Originally Posted by
WTF11
In 2019, over 163,000 people died of cancer in the UK alone, my wife being one of them. Personal experience put to one side, let me ask all those who are rabidly focussed on the "eradication of Covid-19", and ask, how many billions have been spent on combatting a virus that (mainly) kills those who are old, with underlying health issue, or both? In the UK ALONE the bill for that campaign, when all the costs of business support, mental illness brought on or at least exacerbated by self distancing, staff furlough support, new "Nightingale hospitals around the country, etc etc...will exceed £500bn in this year, THIS YEAR!!!! In the year 2018/2019, the UK government committed £546m to cancer research, including projects that will run for many years. In the year itself, £442m was spent on ongoing research activity, including projects started in previous years. so around 10% of what will be spent, to combat a virus that, if the absolute worst case scenario was to be realised, might kill around half those that cancer WILL kill, and that in this year, not year, after year, after year.
There will be no reliable virus for many months, and as we all know, viruses mutate, so a virus that is effective against Covid-19 may be useless against the next mutation. So what would you suggest? We hunker down, pull up the drawbridge, hope against all logic that we wont catch this particular nasty, and watch as the world around us disappears to hell in a handcart?
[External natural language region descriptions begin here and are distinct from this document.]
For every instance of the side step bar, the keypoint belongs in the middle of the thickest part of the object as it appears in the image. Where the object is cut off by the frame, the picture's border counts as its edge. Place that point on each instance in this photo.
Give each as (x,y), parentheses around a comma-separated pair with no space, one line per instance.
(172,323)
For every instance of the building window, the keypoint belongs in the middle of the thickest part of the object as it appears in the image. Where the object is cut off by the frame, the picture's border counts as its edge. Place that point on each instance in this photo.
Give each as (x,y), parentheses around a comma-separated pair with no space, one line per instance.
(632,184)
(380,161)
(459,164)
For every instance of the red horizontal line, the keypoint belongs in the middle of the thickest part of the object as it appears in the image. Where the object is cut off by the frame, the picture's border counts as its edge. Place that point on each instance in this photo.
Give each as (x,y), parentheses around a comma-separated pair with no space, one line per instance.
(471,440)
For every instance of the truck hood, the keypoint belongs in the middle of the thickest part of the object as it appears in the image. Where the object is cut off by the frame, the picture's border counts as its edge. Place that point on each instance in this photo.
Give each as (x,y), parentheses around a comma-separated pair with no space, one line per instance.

OWT mentions Leeds and their chances playing behind closed doors as a reference to something that represents what was normal. He could have asked the same question (essentially, what will happen when "normal" returns) about just about any facet of life as we knew it, the answer would be the same, we don't know.
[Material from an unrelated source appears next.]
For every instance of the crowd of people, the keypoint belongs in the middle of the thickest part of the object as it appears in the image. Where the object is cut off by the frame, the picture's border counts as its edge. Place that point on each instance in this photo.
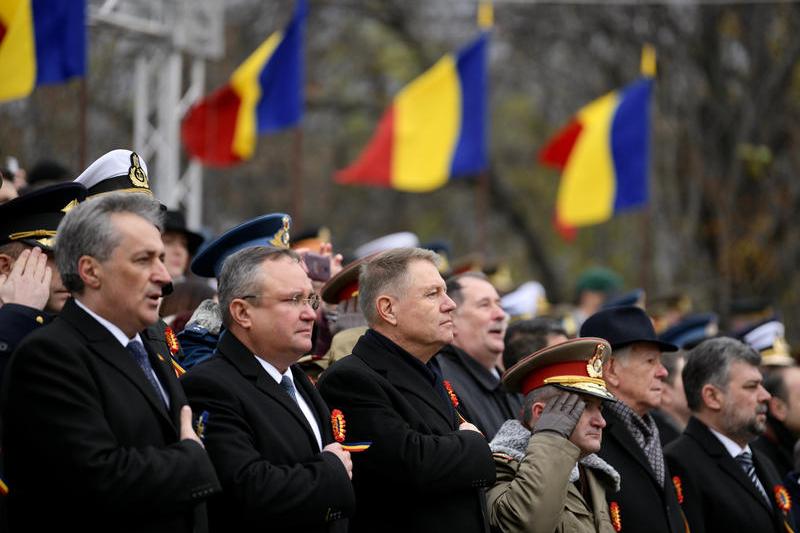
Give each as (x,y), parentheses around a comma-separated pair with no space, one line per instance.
(153,382)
One thing we SHOULD know, is that up to a little while ago, we knew the cost of everything and the value of nothing.
We as a society were quite prepared to buy anything and everything from China because it was cheap. Nothing wrong with wanting a bargain (I'm a Yorkshireman FFS!), but perhaps now we will question why a little more, instead of diving for the credit card or the "buy it now" button. As for re-starting the season, there will never be proof that Covid-19 is gone (you can't prove a negative) and asking for it is misguided and cannot be afforded (financially or in other terms). We need a health system that is INVESTED IN so it is fit for purpose, we need the general public to start to exercise common sense in what they ask the NHS to do (no more 999 calls for an ingrowing toenail etc), we need the global community to start to adhere to decent standards in their food supply chain (and no, I don't mean tribes in the Amazon basin have to go to Sainsburys, but lets not eat anything with a face just because its there, as appears to be common practice in some highly populous nations), and we need to return to some semblance of normality where buying 10 million toilet rolls is considered unacceptable behaviour.